TRIPOLI, Libya — Gunmen shot and killed a newspaper editor who was an outspoken critic of Islamists in Libya's volatile east on Monday, in a targeted killing that came hours after he warned the Islamist-led parliament of a civil war if it didn't bow to widespread demands to disband and allow early elections.

Libya is deeply polarized, with a renegade general having launched an armed campaign against Islamists, who dominate the elected parliament and who on Sunday approved a new prime minister days after thousands held demonstrations demanding the assembly halt sessions. The demonstrators also accused it of financing Islamist militias.

A security official said the 50-year-old Moftah Abu Zeid, chief editor of the Brnieq newspaper, was attacked while driving down a main street in the eastern city of Benghazi, cradle of the 2011 revolt that toppled and killed longtime ruler Moammar Gadhafi.

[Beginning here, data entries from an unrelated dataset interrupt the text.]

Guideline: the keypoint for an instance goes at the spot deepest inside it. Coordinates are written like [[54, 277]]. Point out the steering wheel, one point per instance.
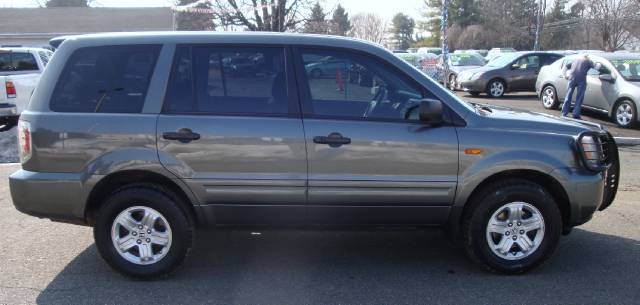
[[380, 96]]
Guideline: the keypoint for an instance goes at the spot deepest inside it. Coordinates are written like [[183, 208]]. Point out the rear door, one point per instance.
[[368, 164], [525, 73], [231, 129]]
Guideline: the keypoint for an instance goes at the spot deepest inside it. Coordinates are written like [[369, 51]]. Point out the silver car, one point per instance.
[[614, 89], [148, 136]]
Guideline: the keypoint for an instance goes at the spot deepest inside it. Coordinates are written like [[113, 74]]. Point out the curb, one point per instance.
[[627, 141]]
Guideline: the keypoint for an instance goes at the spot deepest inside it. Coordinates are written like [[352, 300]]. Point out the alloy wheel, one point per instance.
[[141, 235], [515, 230], [548, 98], [496, 89], [624, 114]]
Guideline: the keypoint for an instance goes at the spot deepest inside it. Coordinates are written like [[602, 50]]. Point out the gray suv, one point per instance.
[[148, 136]]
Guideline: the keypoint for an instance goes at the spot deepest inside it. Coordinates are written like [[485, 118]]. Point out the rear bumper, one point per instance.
[[470, 85], [56, 196], [8, 110]]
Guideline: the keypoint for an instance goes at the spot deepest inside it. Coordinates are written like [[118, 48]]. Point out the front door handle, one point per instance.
[[334, 139], [184, 135]]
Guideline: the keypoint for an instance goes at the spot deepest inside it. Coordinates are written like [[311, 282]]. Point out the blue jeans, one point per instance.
[[581, 86]]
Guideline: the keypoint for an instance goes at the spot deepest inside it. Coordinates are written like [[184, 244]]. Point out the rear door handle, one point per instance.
[[334, 139], [184, 135]]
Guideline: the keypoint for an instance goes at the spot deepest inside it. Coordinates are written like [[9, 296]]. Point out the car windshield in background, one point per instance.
[[466, 60], [628, 68], [503, 60]]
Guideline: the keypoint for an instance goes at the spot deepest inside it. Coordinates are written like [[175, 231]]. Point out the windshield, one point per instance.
[[629, 68], [503, 60], [466, 60]]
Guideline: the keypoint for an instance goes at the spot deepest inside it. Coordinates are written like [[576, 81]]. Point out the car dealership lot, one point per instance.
[[529, 101], [599, 262]]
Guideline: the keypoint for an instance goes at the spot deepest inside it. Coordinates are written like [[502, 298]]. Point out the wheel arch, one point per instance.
[[112, 182], [500, 78], [547, 181]]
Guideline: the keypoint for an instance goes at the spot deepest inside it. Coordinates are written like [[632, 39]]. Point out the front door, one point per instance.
[[367, 163], [231, 130]]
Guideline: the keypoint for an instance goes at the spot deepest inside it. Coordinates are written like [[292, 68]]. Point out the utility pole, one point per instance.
[[540, 15], [445, 42]]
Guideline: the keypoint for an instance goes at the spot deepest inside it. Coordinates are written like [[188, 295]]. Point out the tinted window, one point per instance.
[[111, 79], [13, 61], [24, 62], [342, 84], [228, 80]]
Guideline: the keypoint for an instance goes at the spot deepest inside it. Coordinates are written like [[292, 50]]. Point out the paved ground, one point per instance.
[[529, 101], [599, 263]]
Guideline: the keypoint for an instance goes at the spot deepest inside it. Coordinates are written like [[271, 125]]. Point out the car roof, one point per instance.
[[218, 37]]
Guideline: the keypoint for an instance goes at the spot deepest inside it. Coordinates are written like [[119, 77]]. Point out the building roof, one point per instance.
[[78, 20]]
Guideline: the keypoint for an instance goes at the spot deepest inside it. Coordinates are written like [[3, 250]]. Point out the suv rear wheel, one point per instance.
[[142, 232], [512, 226], [624, 114], [549, 98], [496, 88]]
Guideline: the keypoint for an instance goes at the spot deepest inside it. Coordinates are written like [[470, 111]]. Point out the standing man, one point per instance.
[[577, 76]]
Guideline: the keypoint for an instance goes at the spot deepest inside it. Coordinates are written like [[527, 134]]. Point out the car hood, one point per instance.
[[518, 119], [458, 69]]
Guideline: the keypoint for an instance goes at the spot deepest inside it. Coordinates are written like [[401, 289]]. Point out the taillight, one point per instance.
[[24, 141], [11, 89]]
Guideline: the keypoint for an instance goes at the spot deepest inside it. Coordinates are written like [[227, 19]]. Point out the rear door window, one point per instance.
[[107, 79], [228, 80], [17, 61]]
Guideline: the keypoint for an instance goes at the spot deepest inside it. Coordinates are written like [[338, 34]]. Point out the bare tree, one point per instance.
[[368, 26], [261, 15], [609, 18]]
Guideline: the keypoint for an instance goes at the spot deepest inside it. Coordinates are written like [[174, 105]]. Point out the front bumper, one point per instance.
[[56, 196]]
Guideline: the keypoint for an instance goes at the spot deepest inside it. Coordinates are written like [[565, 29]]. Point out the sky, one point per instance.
[[385, 8]]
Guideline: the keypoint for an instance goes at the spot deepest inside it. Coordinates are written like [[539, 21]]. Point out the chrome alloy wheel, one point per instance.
[[548, 97], [515, 230], [624, 114], [496, 89], [141, 235]]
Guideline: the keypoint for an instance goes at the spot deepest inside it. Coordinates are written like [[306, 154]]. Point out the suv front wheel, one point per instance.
[[142, 232], [512, 226]]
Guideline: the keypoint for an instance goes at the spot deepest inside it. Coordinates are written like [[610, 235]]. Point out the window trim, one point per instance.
[[305, 93], [158, 50], [292, 94]]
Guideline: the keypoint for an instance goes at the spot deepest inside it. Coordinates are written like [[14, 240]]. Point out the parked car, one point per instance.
[[495, 52], [20, 70], [431, 50], [458, 62], [613, 90], [512, 72], [145, 138]]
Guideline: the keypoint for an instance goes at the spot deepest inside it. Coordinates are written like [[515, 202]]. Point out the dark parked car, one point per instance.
[[146, 137], [511, 72], [459, 62]]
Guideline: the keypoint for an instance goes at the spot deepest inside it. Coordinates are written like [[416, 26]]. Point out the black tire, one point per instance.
[[7, 123], [491, 199], [168, 205], [549, 91], [452, 79], [628, 105], [500, 84]]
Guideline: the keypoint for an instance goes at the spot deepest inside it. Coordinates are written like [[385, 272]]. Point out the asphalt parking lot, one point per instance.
[[599, 263]]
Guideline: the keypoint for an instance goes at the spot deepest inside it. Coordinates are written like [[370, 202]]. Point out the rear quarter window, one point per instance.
[[106, 79]]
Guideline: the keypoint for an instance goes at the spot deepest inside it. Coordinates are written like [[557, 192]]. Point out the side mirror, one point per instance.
[[430, 111], [607, 78]]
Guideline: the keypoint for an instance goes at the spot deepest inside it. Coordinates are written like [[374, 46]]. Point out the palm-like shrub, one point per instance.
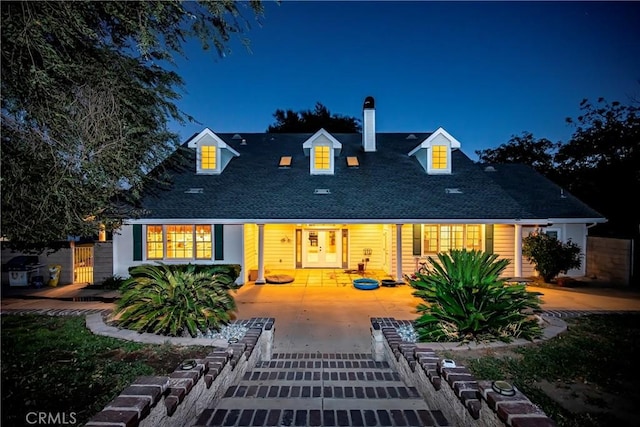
[[468, 301], [172, 301]]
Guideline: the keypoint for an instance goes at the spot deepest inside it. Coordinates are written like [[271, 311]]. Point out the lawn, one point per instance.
[[585, 377], [55, 365]]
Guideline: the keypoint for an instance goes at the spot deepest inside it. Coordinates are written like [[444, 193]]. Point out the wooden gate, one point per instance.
[[83, 264]]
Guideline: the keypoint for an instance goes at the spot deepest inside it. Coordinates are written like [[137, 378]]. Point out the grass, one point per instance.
[[54, 364], [598, 353]]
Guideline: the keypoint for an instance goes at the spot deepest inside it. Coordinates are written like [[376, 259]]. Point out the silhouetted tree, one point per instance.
[[309, 121], [537, 153], [86, 102], [601, 163]]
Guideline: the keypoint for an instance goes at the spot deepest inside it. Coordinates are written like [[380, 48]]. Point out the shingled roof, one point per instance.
[[387, 186]]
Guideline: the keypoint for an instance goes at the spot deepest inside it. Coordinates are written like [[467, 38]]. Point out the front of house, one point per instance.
[[386, 200]]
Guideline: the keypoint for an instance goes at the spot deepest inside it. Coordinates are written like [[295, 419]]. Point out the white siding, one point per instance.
[[366, 236], [279, 246]]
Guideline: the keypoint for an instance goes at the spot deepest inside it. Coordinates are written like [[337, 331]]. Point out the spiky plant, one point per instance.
[[170, 301], [468, 301]]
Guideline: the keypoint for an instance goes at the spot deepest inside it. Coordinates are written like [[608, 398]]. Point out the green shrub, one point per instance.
[[173, 300], [113, 283], [467, 300], [550, 256]]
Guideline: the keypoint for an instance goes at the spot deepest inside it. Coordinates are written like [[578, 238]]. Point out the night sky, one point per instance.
[[484, 71]]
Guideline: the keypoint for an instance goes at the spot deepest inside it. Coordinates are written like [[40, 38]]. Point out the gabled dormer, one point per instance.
[[322, 148], [212, 153], [434, 153]]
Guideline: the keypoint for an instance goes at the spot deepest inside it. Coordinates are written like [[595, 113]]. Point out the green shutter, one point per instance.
[[218, 236], [417, 240], [488, 238], [137, 242]]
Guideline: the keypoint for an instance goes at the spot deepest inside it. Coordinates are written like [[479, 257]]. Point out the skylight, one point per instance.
[[194, 191], [285, 162], [352, 162]]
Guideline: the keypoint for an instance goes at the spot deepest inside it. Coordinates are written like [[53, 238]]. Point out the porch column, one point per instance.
[[399, 278], [260, 280], [517, 251]]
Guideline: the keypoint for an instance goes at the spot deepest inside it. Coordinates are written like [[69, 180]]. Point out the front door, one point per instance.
[[322, 248]]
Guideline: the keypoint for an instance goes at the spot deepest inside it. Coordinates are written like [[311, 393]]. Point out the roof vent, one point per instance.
[[194, 191]]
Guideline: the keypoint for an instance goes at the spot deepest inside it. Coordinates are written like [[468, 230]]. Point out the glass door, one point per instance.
[[322, 248]]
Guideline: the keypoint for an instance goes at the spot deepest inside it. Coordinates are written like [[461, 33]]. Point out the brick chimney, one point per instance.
[[369, 124]]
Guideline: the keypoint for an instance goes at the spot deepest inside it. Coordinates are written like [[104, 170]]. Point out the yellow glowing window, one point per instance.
[[473, 239], [439, 157], [430, 238], [155, 242], [352, 162], [179, 241], [285, 161], [203, 242], [443, 238], [208, 157], [322, 159]]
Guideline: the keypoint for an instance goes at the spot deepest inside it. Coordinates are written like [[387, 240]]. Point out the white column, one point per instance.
[[399, 278], [260, 280], [517, 251]]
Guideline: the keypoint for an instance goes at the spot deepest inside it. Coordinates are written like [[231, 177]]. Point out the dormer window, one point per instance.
[[439, 157], [212, 153], [322, 148], [208, 157], [322, 157], [434, 153]]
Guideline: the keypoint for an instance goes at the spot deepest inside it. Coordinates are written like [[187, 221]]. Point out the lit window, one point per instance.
[[443, 238], [155, 242], [439, 157], [180, 241], [203, 242], [473, 240], [208, 157], [285, 161], [322, 157]]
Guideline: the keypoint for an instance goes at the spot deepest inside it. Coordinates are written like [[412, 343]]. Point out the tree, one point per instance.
[[311, 121], [537, 153], [87, 94], [602, 154], [550, 256]]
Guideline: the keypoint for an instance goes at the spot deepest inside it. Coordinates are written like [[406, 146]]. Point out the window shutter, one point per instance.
[[488, 238], [417, 240], [137, 242], [218, 235]]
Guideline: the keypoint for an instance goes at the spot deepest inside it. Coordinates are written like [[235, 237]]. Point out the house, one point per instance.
[[322, 200]]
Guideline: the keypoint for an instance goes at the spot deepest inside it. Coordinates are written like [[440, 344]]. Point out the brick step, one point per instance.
[[322, 391], [325, 375], [321, 417]]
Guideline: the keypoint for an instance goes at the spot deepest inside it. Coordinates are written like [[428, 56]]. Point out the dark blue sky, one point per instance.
[[484, 71]]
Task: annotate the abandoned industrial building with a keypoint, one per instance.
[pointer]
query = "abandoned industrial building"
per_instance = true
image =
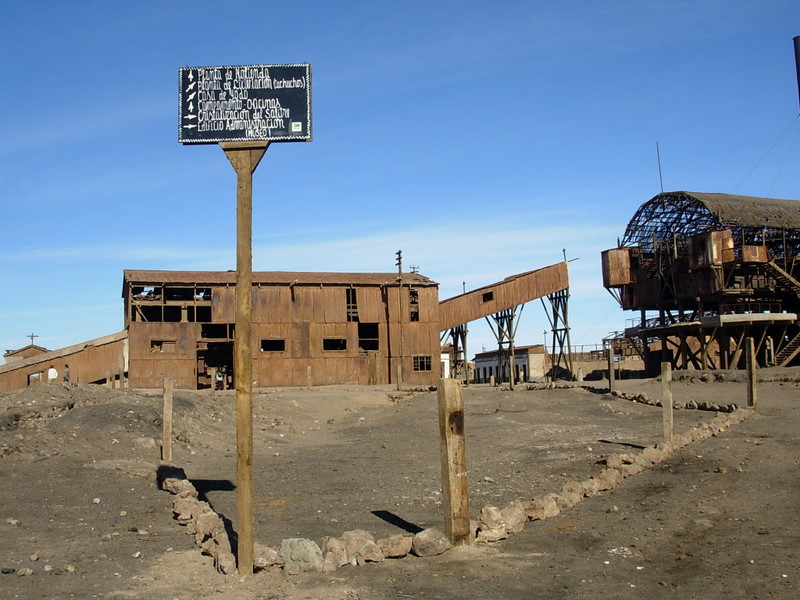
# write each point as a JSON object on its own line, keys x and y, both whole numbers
{"x": 706, "y": 272}
{"x": 307, "y": 329}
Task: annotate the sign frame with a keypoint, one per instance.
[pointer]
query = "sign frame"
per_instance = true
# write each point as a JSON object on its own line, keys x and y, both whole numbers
{"x": 244, "y": 103}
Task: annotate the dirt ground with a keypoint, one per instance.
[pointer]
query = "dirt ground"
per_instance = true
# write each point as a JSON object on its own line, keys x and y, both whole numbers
{"x": 81, "y": 515}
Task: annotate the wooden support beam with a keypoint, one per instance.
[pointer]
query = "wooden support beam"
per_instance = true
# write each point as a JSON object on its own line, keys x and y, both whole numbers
{"x": 166, "y": 421}
{"x": 244, "y": 157}
{"x": 666, "y": 400}
{"x": 454, "y": 461}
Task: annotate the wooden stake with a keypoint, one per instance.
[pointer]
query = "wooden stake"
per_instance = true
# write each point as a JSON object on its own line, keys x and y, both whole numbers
{"x": 454, "y": 462}
{"x": 610, "y": 369}
{"x": 666, "y": 400}
{"x": 166, "y": 419}
{"x": 244, "y": 157}
{"x": 752, "y": 374}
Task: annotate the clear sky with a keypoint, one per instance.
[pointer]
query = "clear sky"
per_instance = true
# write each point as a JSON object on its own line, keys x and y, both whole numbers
{"x": 482, "y": 138}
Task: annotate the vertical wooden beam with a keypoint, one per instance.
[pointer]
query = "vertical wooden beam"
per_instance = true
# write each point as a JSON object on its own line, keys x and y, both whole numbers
{"x": 166, "y": 421}
{"x": 752, "y": 374}
{"x": 244, "y": 157}
{"x": 666, "y": 400}
{"x": 610, "y": 369}
{"x": 454, "y": 461}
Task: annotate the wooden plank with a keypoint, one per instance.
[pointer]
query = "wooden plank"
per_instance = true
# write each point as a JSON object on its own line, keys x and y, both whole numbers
{"x": 452, "y": 446}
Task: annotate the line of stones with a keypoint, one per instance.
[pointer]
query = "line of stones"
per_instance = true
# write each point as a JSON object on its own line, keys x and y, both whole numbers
{"x": 357, "y": 547}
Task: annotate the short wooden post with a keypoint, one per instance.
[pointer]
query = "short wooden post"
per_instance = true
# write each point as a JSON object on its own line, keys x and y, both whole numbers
{"x": 666, "y": 400}
{"x": 454, "y": 462}
{"x": 610, "y": 369}
{"x": 166, "y": 419}
{"x": 752, "y": 374}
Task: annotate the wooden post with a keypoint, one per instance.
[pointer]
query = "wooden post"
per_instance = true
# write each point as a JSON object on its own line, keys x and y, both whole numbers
{"x": 610, "y": 369}
{"x": 666, "y": 400}
{"x": 244, "y": 157}
{"x": 166, "y": 419}
{"x": 752, "y": 374}
{"x": 454, "y": 462}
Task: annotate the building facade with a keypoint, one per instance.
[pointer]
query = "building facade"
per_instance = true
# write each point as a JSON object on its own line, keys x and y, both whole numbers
{"x": 308, "y": 328}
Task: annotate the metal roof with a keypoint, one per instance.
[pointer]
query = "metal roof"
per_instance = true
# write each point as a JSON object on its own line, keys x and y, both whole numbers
{"x": 687, "y": 213}
{"x": 143, "y": 277}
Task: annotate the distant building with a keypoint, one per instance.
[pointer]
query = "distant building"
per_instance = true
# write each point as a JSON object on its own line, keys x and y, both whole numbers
{"x": 529, "y": 362}
{"x": 11, "y": 356}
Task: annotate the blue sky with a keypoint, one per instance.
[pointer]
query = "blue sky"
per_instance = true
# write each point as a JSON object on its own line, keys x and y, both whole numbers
{"x": 480, "y": 138}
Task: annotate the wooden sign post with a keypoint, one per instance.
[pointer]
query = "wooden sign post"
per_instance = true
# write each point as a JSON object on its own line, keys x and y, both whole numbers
{"x": 244, "y": 109}
{"x": 452, "y": 445}
{"x": 244, "y": 156}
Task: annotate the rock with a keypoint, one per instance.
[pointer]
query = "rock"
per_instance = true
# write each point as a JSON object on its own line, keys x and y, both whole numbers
{"x": 589, "y": 487}
{"x": 334, "y": 554}
{"x": 179, "y": 487}
{"x": 361, "y": 546}
{"x": 491, "y": 526}
{"x": 300, "y": 555}
{"x": 267, "y": 556}
{"x": 430, "y": 542}
{"x": 225, "y": 562}
{"x": 396, "y": 546}
{"x": 607, "y": 479}
{"x": 514, "y": 516}
{"x": 542, "y": 508}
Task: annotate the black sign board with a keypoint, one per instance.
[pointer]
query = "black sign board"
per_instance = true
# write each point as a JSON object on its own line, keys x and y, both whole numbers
{"x": 245, "y": 103}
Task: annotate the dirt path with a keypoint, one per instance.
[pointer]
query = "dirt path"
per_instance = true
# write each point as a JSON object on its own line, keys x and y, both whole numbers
{"x": 81, "y": 511}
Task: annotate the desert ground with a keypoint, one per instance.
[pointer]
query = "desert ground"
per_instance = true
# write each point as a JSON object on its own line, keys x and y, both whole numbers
{"x": 82, "y": 514}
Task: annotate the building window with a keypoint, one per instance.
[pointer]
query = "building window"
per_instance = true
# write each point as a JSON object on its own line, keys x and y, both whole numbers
{"x": 352, "y": 305}
{"x": 162, "y": 346}
{"x": 368, "y": 336}
{"x": 413, "y": 303}
{"x": 273, "y": 345}
{"x": 422, "y": 363}
{"x": 334, "y": 344}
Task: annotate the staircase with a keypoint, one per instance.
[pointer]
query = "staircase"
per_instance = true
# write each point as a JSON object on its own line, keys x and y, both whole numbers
{"x": 792, "y": 349}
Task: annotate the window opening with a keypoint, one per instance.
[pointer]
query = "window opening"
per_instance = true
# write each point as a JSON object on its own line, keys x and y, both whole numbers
{"x": 273, "y": 345}
{"x": 368, "y": 336}
{"x": 422, "y": 363}
{"x": 163, "y": 346}
{"x": 334, "y": 344}
{"x": 413, "y": 302}
{"x": 352, "y": 305}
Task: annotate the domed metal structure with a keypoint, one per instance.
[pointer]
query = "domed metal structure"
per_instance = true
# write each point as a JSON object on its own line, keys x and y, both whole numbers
{"x": 706, "y": 271}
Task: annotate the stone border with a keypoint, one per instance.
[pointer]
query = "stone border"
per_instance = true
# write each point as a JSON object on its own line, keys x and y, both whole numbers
{"x": 357, "y": 547}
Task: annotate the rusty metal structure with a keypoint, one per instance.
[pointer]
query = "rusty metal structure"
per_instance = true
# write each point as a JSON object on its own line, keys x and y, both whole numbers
{"x": 705, "y": 271}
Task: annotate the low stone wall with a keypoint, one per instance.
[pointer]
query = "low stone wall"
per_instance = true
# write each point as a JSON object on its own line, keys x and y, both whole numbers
{"x": 357, "y": 547}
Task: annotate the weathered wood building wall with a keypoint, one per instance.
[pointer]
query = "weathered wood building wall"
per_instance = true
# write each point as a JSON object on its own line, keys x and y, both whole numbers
{"x": 317, "y": 328}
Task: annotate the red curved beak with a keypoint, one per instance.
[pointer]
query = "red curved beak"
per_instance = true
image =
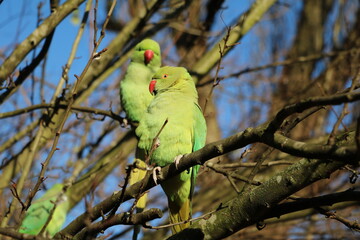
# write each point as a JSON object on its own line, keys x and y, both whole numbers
{"x": 148, "y": 55}
{"x": 152, "y": 86}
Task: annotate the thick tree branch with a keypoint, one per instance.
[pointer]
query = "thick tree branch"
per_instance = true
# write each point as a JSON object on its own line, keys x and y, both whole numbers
{"x": 341, "y": 154}
{"x": 63, "y": 106}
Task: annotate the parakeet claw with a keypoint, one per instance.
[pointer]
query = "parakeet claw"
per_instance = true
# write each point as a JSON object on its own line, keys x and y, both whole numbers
{"x": 124, "y": 123}
{"x": 177, "y": 160}
{"x": 156, "y": 170}
{"x": 157, "y": 143}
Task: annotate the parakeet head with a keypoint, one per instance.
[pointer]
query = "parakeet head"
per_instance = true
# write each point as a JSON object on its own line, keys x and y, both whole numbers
{"x": 169, "y": 77}
{"x": 147, "y": 52}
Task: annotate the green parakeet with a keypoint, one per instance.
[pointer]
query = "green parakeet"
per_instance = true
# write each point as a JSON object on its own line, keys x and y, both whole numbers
{"x": 176, "y": 100}
{"x": 134, "y": 94}
{"x": 135, "y": 98}
{"x": 39, "y": 211}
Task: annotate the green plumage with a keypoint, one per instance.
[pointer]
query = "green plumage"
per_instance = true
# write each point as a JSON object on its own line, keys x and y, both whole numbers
{"x": 38, "y": 213}
{"x": 134, "y": 93}
{"x": 135, "y": 98}
{"x": 176, "y": 99}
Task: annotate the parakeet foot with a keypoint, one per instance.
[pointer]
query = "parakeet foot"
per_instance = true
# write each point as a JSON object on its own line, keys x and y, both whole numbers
{"x": 156, "y": 170}
{"x": 177, "y": 160}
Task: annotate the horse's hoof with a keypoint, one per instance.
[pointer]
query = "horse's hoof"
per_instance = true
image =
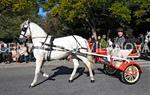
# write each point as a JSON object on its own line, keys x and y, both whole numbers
{"x": 31, "y": 86}
{"x": 70, "y": 81}
{"x": 92, "y": 81}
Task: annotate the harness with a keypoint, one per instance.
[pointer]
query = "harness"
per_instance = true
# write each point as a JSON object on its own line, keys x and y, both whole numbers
{"x": 50, "y": 44}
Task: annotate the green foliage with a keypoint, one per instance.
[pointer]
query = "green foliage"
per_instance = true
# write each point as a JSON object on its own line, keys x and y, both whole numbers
{"x": 121, "y": 11}
{"x": 13, "y": 13}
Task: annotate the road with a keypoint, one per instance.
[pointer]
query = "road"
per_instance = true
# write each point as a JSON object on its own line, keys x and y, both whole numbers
{"x": 15, "y": 79}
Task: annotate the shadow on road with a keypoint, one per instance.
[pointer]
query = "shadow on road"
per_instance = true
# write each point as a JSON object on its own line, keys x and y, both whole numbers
{"x": 62, "y": 70}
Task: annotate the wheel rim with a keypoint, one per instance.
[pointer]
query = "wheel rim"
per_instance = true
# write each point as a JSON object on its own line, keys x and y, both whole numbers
{"x": 147, "y": 53}
{"x": 131, "y": 74}
{"x": 110, "y": 69}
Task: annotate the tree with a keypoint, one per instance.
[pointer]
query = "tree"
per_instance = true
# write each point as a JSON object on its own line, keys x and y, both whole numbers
{"x": 13, "y": 13}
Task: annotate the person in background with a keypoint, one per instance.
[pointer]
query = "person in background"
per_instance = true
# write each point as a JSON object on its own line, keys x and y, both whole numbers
{"x": 98, "y": 42}
{"x": 23, "y": 53}
{"x": 6, "y": 56}
{"x": 15, "y": 54}
{"x": 120, "y": 40}
{"x": 103, "y": 42}
{"x": 90, "y": 43}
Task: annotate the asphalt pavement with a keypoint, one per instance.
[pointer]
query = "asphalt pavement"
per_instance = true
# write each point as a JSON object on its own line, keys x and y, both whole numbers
{"x": 15, "y": 79}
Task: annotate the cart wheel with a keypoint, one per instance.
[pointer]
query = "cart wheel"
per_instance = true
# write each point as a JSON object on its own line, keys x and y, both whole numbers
{"x": 147, "y": 54}
{"x": 131, "y": 75}
{"x": 109, "y": 69}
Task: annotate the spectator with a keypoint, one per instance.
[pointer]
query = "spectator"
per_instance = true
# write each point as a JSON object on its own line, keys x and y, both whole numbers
{"x": 98, "y": 41}
{"x": 23, "y": 53}
{"x": 15, "y": 54}
{"x": 103, "y": 42}
{"x": 5, "y": 54}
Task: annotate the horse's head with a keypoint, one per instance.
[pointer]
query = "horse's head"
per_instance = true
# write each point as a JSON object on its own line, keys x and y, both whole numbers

Over the last three years the city has seen near-daily attacks targeting security forces, activists, judges and moderate clerics.

The official, speaking on condition of anonymity because he was not authorized to talk to reporters, said the assailants fled the scene.

The paper posted pictures of the slain journalist's body on its Facebook page and an image of his silver car, with the driver's side window shattered. The daily al-Wasat quoted a medical official as saying that Abu Zeid was shot three times in the head and abdomen.

In an interview with the Libya al-Ahrar TV network broadcast late Sunday, Abu Zeid said that he had met with Gen. Khalifa Hifter, who is leading an offensive against Islamic militants in the city, and warned of a civil war if the parliament remained in place. Another paper, London-based al-Quds al-Arabi, had quoted him three days ago as saying that he received a warning to leave the country in 24 hours.

His newspaper last week carried a front-page picture of Hifter, and the editor, who was also a human rights activist, later said militiamen halted a shipment of the last issue on its way from Benghazi to the capital Tripoli.